The President of Armenia, Serzh Sargsyan, on Saturday stated the aforesaid in his address at the Munich Security Conference.
“They say geography is destiny; I, however, think that it is also biography,” the Armenian President said, in particular. “We know it well from our own experience. As a result of our journey, we have concluded that geopolitical competition bears nothing good. Therefore, the ability not to suffer from such competition is tantamount to benefiting from it. This experience of history is what drives our current policy.
“Furthermore, I strongly believe that for Armenia and many other nations, being at the intersection of interests of the greater geopolitical powers is both a challenge and an opportunity.

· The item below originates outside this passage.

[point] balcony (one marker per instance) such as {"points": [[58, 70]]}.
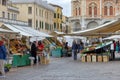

“When these powers collide, the interests of small nations sometimes get overlooked. Therefore, it is our objective to incessantly transform this challenge into an opportunity—through cooperation and combining of various interests.
“The Helsinki Process commenced in the course of the 1970s. It was aimed at consolidating security and cooperation in Europe. I believe that the solidarity and coexistence of nations in dignity and equality have been the promises that remain topical today.
“The commitments undertaken in the framework of the Organization for Security and Cooperation in Europe should indeed dwell from Vancouver to Vladivostok. The ten principles of the Helsinki Final Act are an integral whole. None of them should be disjointed from, or contrasted to, the others.
“The same can be said about all the other commitments negotiated in the framework of the Organization for Security and Cooperation in Europe. Equal rights and the cooperative approach should dominate across the OSCE region. It is the only path towards consolidating the concept of comprehensive and indivisible security endorsed in Helsinki.”